Aurora workers' long wait for money
Retrenched packages are yet to be paid by mine liquidators
Former mine workers of Aurora, previously owned by President Jacob Zuma’s nephew Khulubuse and Nelson Mandela’s grandson Zondwa, are yet to be paid their retrenchment packages.
This is despite confirmation Khulubuse has stuck to a payment agreement plan he reached with the liquidators last September. To date Khulubuse has paid an estimated of R9.5-million in accordance with a settlement reached after six years of legal wrangling.
Khulubuse was ordered to pay R23-million in a period of four-and-half-years. He made his first payment of R5-million, to cover legal fees, nine months ago. Since then he has paid R500 000 monthly.
Khulubuse’s lawyer Ulrich Roux and liquidator Gert de Wet declined to divulge the amount Khulubuse has paid.
Roux and trade union Solidarity’s general secretary Gideon du Plessis, however, confirmed Khulubuse has not skipped payments.
According to calculations by Sowetan, Khulubuse should have by now paid at least R9.5-million.
Aurora was liquidated in October 2011 and its directors were found by the court to have stripped and destroyed the assets of the mine, leading to more than 5 300 workers losing their jobs.
Paul Pelempe, 52, who worked for Aurora from August 2009 until March 2010, said he last met with the liquidators “in September or October” last year.
“It is frustrating that we are yet to be paid. We would like to meet with the liquidators to find out how much is in the kitty so the money can be distributed to the workers.”
“Most of the people who used to work for Aurora currently do not have any source of income, have no food and are struggling to find jobs.”
Sipho Sodela, 54, a father of six has been unemployed since Aurora retrenched him. He and his family survive from money he makes selling vegetables. “Since Khulubuse started making the payments, nobody has ever called us to a meeting. My family is struggling to survive such that I had to pull out my children out of tertiary institutions.”
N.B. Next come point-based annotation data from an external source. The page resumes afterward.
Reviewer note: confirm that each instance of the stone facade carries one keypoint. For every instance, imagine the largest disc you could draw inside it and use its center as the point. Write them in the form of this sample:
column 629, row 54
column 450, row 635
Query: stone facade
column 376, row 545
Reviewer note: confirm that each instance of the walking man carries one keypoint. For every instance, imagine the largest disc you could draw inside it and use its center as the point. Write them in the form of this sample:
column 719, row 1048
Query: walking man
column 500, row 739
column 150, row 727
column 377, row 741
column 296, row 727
De Wet said the payments were yet to be made because he has been waiting for the National Union of Mineworkers to submit payslips of registered workers.
“NUM has to come back to the liquidators with regards to the amounts due in terms of the payroll, that has been asked from them since December and nothing has been forthcoming. The liquidators have to draw up a liquidation and distribution account,” said De Wet.
Du Plessis said: “A lot of the workers have left the country and a very large number have not registered the claim. The liquidators told us the workers would start receiving payments in February next year or later this year.”
NUM spokesman Livhuwani Mammburu said: “We acknowledge that NUM represented workers at Aurora and we want them to be paid. We are, however, not an employer and don’t have access to the payroll. The liquidator should have access to the Aurora payroll.
“NUM will have mass meetings with workers to see if they can provide payslips so that our members can be paid.”